If the client has no or very limited privileges, the denial should remain blind—you probably don’t want to expose information beyond a 403 Access Denied error code (or its equivalent), because details about the reasons for a denial could be exploited to gain information about a system and even to find a way to gain access. However, if the caller has certain minimal privileges, you can provide a token associated with the denial. The caller can use that token to invoke an advanced control to obtain temporary access, or provide the token to the security policy team through a support channel so they can use it to diagnose the problem. For a more privileged caller, you can provide a token associated with the denial and some remediation information.
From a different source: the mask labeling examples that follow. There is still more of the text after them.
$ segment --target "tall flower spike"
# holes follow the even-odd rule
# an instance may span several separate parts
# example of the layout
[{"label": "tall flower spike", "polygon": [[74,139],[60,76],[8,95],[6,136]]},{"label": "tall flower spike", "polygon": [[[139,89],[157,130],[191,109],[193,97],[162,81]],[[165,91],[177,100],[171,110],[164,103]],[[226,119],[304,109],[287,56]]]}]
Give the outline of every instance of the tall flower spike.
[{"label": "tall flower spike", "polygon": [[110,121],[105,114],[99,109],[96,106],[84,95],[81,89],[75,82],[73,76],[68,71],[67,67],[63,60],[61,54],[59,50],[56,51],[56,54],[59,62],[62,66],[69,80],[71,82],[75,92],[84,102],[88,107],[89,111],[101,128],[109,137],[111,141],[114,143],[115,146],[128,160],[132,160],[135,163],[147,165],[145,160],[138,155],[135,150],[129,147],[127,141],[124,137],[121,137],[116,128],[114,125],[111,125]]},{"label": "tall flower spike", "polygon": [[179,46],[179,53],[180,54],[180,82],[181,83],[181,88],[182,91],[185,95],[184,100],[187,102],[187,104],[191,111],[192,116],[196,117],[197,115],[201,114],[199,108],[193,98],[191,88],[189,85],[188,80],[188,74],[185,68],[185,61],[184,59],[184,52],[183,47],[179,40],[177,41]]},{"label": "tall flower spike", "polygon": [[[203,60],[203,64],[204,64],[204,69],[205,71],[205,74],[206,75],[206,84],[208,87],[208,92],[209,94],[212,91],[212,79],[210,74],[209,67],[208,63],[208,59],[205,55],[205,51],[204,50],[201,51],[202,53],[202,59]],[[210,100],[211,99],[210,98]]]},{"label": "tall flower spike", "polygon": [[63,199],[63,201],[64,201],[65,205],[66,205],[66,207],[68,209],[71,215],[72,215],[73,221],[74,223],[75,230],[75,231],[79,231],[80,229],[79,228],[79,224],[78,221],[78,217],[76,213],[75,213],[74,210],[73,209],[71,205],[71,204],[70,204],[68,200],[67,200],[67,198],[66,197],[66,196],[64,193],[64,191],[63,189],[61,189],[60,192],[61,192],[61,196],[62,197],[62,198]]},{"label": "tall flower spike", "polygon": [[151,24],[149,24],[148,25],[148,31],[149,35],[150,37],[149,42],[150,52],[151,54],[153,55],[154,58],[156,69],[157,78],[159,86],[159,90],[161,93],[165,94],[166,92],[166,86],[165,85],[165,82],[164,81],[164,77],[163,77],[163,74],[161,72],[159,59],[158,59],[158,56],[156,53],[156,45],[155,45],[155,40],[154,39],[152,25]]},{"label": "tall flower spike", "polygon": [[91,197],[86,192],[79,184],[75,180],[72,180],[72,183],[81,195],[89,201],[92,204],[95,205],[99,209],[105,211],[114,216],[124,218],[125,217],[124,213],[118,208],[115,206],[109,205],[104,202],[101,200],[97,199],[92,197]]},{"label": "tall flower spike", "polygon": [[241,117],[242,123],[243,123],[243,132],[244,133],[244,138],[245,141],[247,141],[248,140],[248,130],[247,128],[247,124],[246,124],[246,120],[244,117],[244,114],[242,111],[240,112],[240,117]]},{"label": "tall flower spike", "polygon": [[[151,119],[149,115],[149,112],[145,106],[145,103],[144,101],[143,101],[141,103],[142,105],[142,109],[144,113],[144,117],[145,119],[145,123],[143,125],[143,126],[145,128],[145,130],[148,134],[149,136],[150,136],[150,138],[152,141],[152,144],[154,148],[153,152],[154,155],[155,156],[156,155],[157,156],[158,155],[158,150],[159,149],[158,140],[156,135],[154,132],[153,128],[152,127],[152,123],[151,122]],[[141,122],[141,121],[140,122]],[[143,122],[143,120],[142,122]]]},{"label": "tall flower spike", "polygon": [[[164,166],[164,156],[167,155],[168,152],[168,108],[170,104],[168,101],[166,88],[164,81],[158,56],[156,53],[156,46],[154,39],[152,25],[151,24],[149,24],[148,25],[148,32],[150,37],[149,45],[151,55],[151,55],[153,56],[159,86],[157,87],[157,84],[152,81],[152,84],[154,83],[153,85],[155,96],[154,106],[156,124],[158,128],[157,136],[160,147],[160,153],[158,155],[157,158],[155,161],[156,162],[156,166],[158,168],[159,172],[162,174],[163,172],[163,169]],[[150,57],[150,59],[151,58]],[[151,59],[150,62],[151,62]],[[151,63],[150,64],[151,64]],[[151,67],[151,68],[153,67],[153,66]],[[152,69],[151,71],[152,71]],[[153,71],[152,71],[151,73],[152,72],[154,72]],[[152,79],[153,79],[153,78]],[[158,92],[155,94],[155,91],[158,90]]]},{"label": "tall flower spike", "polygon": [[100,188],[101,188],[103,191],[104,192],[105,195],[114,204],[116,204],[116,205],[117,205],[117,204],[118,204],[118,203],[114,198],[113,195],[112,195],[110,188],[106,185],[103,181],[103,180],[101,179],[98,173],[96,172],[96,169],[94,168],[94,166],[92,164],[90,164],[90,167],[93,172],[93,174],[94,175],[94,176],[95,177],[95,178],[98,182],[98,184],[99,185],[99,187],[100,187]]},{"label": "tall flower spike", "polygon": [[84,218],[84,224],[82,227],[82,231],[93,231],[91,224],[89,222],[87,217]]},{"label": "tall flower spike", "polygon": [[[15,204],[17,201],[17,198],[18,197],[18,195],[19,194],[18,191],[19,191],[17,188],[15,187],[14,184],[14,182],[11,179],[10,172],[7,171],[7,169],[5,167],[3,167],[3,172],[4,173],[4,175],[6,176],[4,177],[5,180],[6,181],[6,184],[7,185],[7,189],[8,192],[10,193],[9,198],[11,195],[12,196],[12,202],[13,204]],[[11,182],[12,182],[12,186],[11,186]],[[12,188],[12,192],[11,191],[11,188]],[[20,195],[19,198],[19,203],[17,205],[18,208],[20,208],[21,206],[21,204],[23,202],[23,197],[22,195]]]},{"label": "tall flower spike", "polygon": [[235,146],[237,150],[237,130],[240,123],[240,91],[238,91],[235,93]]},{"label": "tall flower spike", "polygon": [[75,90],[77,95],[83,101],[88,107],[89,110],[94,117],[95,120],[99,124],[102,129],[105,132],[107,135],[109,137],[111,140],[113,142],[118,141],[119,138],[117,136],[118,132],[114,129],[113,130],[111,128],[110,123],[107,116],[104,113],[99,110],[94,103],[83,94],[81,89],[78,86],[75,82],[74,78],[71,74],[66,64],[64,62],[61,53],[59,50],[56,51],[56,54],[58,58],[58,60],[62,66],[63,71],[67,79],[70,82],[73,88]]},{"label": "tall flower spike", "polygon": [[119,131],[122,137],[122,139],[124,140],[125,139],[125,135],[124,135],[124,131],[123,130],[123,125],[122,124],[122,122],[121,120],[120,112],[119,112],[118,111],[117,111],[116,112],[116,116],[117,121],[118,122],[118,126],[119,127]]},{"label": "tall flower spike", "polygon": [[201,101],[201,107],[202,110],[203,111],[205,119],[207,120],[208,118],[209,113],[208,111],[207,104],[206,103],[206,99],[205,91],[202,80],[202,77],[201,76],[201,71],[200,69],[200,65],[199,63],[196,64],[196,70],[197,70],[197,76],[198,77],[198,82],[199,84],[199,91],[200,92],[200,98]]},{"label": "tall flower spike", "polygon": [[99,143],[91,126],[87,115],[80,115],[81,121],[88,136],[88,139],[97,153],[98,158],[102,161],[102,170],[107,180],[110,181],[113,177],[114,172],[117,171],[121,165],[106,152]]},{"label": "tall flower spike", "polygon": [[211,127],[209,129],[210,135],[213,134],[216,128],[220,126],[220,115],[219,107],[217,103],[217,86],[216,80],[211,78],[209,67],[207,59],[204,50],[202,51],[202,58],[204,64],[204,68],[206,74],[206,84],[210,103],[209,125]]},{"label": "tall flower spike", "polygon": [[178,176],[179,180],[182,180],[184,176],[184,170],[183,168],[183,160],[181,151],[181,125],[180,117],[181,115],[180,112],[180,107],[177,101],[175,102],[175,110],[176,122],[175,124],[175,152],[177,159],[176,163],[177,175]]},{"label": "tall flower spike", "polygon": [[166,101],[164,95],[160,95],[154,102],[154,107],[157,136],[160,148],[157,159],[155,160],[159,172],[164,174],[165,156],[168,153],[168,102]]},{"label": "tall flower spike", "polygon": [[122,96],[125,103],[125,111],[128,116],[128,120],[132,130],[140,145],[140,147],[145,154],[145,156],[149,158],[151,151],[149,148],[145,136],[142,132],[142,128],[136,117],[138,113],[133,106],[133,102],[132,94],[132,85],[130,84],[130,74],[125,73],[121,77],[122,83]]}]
The caller can then attempt to self-remediate before invoking the support channel. For example, the caller might learn that access was denied because they need to be a member of a specific group, and they can then request access to that group.

There will always be tension between how much remediation information to expose and how much support overload the security policy team can handle. However, if you expose too much information, clients may be able to reengineer the policy from the denial information, making it easier for a malicious actor to craft a request that uses the policy in an unintended way. With this in mind, we recommend that in the early stages of implementing a zero trust model, you use tokens and have all clients invoke the support channel.

Graceful Failure and Breakglass Mechanisms

     Ideally, you’ll always be dealing with a working authorization system enforcing a reasonable policy. But in reality, you might run into a scenario that results in large-scale incorrect denials of access (perhaps due to a bad system update). In response, you need to be able to circumvent your authorization system via a breakglass mechanism so you can fix it.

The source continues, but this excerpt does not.